F-Secure, an antivirus company in Finland, has also tested the fix, created by Ilfak Guilfanov, a programmer in Europe. "We've tested and audited it and can recommend it. We're running it on all of our own Windows machines," said Mikko Hypponen chief research officer at F-Secure.
But Microsoft cautions against Guilfanov's patch. "As a general rule, it is a best practice to utilize security updates for software vulnerabilities from the original vendor of the software," Microsoft said.
At least one user has reported difficulties after installing the fix. The update can cause network printing problems, according to an e-mail sent to the Full Disclosure security mailing list.
While some critics have given Microsoft's response to the WMF flaw a failing grade, the company has also gained some respect for its handling of the issue.

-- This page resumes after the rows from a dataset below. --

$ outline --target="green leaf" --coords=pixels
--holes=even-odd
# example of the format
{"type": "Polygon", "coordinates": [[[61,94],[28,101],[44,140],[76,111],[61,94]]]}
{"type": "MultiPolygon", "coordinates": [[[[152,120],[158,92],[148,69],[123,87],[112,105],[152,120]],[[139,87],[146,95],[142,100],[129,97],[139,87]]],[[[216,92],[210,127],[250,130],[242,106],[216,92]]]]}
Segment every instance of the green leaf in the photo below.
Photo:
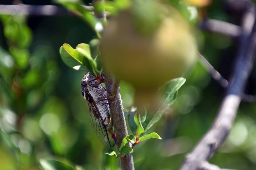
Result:
{"type": "Polygon", "coordinates": [[[136,111],[137,110],[132,108],[129,111],[129,114],[128,114],[128,123],[129,126],[132,131],[132,132],[134,135],[136,135],[137,129],[138,128],[138,126],[134,119],[136,111]]]}
{"type": "Polygon", "coordinates": [[[117,157],[119,158],[122,156],[127,155],[133,152],[133,150],[132,148],[129,146],[126,145],[120,148],[119,154],[118,155],[117,157]]]}
{"type": "Polygon", "coordinates": [[[117,155],[116,153],[113,150],[111,149],[106,149],[104,151],[103,153],[105,154],[107,154],[107,155],[108,155],[110,156],[112,156],[114,155],[115,155],[116,156],[117,155]]]}
{"type": "Polygon", "coordinates": [[[75,170],[65,163],[53,159],[42,159],[40,163],[44,170],[75,170]]]}
{"type": "Polygon", "coordinates": [[[155,114],[149,113],[143,124],[144,132],[148,131],[161,118],[163,114],[173,103],[176,99],[178,90],[186,81],[186,79],[181,77],[175,79],[167,83],[164,87],[165,89],[164,96],[165,98],[162,105],[155,114]]]}
{"type": "Polygon", "coordinates": [[[162,139],[162,138],[156,133],[153,132],[149,134],[148,134],[139,138],[139,141],[142,142],[143,141],[151,138],[155,138],[158,139],[162,139]]]}
{"type": "Polygon", "coordinates": [[[94,29],[95,29],[95,26],[97,23],[99,22],[100,19],[91,13],[91,11],[90,10],[83,6],[79,3],[79,1],[80,1],[55,0],[55,2],[62,5],[73,13],[81,17],[94,29]]]}
{"type": "Polygon", "coordinates": [[[121,145],[120,145],[119,149],[119,151],[121,148],[124,146],[127,143],[130,142],[132,143],[134,143],[136,142],[136,137],[134,135],[130,135],[127,136],[122,140],[122,142],[121,143],[121,145]]]}
{"type": "Polygon", "coordinates": [[[164,102],[164,106],[167,106],[170,107],[172,104],[176,100],[178,90],[185,81],[186,79],[180,77],[172,80],[165,85],[164,94],[165,100],[164,102]]]}
{"type": "Polygon", "coordinates": [[[144,131],[143,126],[142,126],[140,121],[140,118],[139,119],[138,119],[138,115],[139,115],[139,114],[138,113],[138,112],[137,112],[134,117],[134,120],[137,127],[136,133],[136,135],[137,136],[139,136],[144,131]]]}
{"type": "Polygon", "coordinates": [[[83,53],[81,53],[77,50],[73,49],[69,44],[64,44],[60,48],[60,56],[63,62],[70,67],[90,72],[95,75],[96,74],[99,72],[96,71],[97,64],[90,57],[90,54],[88,55],[88,52],[85,51],[87,49],[85,46],[83,45],[79,46],[80,51],[83,51],[83,53]],[[87,55],[84,56],[83,54],[87,55]]]}
{"type": "MultiPolygon", "coordinates": [[[[95,73],[96,75],[99,75],[100,73],[97,71],[97,63],[91,55],[91,50],[89,44],[85,43],[79,44],[76,46],[76,49],[78,52],[82,54],[88,60],[90,65],[94,69],[93,73],[95,73]]],[[[86,63],[85,64],[87,63],[86,63]]]]}

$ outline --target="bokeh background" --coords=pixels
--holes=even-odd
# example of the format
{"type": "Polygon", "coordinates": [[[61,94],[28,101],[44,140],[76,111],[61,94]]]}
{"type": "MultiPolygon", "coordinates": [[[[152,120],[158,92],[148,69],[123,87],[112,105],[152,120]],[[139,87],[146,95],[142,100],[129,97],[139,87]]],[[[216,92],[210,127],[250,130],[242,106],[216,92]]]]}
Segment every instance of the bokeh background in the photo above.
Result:
{"type": "MultiPolygon", "coordinates": [[[[0,4],[15,1],[18,2],[0,4]]],[[[22,1],[52,4],[50,0],[22,1]]],[[[240,11],[226,5],[213,1],[201,14],[240,24],[240,11]]],[[[66,66],[59,52],[64,43],[73,47],[88,43],[95,33],[72,15],[1,15],[0,18],[0,169],[42,169],[39,160],[50,158],[79,165],[80,169],[118,169],[118,159],[103,153],[103,147],[91,126],[81,92],[86,73],[66,66]]],[[[199,29],[197,34],[199,51],[228,79],[237,40],[199,29]]],[[[256,77],[255,69],[246,93],[255,94],[256,77]]],[[[186,78],[170,112],[152,130],[162,140],[149,140],[134,148],[135,169],[178,169],[210,127],[225,89],[199,62],[186,78]]],[[[133,102],[133,89],[124,82],[120,88],[128,111],[133,102]]],[[[256,113],[255,102],[242,102],[230,135],[211,163],[227,168],[256,169],[256,113]]]]}

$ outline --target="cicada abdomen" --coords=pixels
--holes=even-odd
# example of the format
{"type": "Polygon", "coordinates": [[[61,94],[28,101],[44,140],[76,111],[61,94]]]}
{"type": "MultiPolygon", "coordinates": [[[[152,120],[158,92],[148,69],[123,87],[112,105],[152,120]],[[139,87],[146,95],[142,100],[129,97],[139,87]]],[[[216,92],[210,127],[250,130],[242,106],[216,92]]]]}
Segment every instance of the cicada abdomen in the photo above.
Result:
{"type": "Polygon", "coordinates": [[[88,104],[92,128],[105,146],[110,148],[107,131],[111,121],[110,110],[107,90],[101,84],[103,81],[88,73],[82,80],[82,95],[88,104]]]}

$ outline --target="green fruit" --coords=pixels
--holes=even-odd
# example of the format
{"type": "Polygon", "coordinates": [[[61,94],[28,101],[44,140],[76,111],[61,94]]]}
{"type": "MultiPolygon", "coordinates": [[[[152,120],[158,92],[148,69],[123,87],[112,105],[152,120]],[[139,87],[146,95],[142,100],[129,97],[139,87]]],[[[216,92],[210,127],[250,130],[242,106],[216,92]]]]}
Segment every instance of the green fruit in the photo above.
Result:
{"type": "Polygon", "coordinates": [[[110,19],[100,47],[105,69],[136,89],[151,89],[190,67],[197,44],[188,23],[175,8],[142,1],[110,19]]]}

"Everybody would like to see the patch as soon as possible, but I can't blame Microsoft for wanting to test it thoroughly," Hypponen said. "However, if a widespread worm is found before next Tuesday, I do believe they will break the cycle and just release the patch."
As the official January patch day is only next week, the length of the wait for the update is fine, Gartner's Pescatore said.
"If we were three weeks, or almost four weeks from the next regular patch cycle, it might be a different story," he said. "This close, most enterprises don't want to go through one patch this week and another next week."
Still, Gartner is urging people to protect themselves while waiting for Microsoft's fix--by blocking access to known malicious sites, for example, Pescatore said. Microsoft also offers some workarounds in its advisory.